Solution: We expect 95% to contain the true population mean because
we are creating 95% confidence intervals.
- Looping to create many samples and confidence intervals:
- Create a code chunk that performs the following actions: First,
create empty vectors of size 50 called samp_mean and samp_sd. Then
create a variable called n that holds the sample size, 60.
- Now we’re ready for the loop where we calculate the means and
standard deviations of 50 random samples. Create a for-loop that repeats
50 times. Inside the loop, first collect a sample of size n from the
population. Store the sample in a variable called samp. Then compute the
mean of samp and store it as the ith entry in the samp_mean vector you
created. Finally, compute the standard deviation of samp and store it as
the ith entry in the samp_sd vector.
samp_mean <- rep(0,50)
samp_sd <- rep(0,50)
n <- 60
for(i in 1:50){
samp <- sample(population,50)
samp_mean[i] <- mean(samp)
samp_sd[i] <- sd(samp)
}
- What proportion of your confidence intervals include the true
population mean? Is this proportion exactly equal to the confidence
level? If not, explain why.
za <- qnorm(0.025, lower.tail=FALSE)
lower_vector <- samp_mean - za * samp_sd / sqrt(n)

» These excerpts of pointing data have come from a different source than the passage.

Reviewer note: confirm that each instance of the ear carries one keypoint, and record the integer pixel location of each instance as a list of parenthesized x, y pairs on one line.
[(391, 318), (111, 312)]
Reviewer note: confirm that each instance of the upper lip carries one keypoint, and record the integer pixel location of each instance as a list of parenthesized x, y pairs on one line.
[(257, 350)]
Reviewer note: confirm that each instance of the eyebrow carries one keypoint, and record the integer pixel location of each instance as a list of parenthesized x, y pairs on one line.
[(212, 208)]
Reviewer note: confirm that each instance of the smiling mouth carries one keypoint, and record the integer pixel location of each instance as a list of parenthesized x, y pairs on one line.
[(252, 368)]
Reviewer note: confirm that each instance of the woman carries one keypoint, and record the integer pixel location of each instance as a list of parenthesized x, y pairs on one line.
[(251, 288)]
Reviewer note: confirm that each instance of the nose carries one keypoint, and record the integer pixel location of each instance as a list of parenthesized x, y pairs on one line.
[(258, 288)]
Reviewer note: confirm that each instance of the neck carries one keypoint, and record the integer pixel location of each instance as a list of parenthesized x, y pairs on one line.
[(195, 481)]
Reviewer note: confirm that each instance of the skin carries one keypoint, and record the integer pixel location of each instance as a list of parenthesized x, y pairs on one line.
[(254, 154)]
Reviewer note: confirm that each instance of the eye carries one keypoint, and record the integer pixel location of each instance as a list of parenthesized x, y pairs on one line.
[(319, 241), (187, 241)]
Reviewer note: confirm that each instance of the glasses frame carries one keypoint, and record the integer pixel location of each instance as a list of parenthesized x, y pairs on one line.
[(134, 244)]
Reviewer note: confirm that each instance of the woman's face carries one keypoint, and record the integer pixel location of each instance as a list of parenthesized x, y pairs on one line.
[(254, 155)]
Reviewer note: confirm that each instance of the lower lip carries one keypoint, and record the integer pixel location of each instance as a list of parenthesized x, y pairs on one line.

upper_vector <- samp_mean + za * samp_sd / sqrt(n)
plot_ci(lower_vector,upper_vector,mean(population))

Solution: This will vary from run to run. However, the proportion
will never exactly match the confidence level because we are doing 50
samples. The closes will be 47 out of 50, corresponding to 94% or 48 out
of 50, corresponding to 96%.
- More confidence intervals:
- Pick a new confidence level and use R to compute the appropriate
critical value.
- Calculate 50 confidence intervals at the confidence level you chose.
You do not need to obtain new samples, simply calculate new intervals
based on the sample means and standard deviations you have already
collected.
- Using the plot_ci function, plot all intervals and calculate the
proportion of intervals that include the true population mean. How does
this percentage compare to the confidence level selected for the
intervals?
za <- qnorm(0.005, lower.tail=FALSE)
lower_vector_99 <- samp_mean - za * samp_sd / sqrt(n)
upper_vector_99 <- samp_mean + za * samp_sd / sqrt(n)
plot_ci(lower_vector_99,upper_vector_99,mean(population))

Solution: I did a 99% confidence interval here. As expected, I often
get about 49 out of 50 confidence intervals that contain the true
population mean.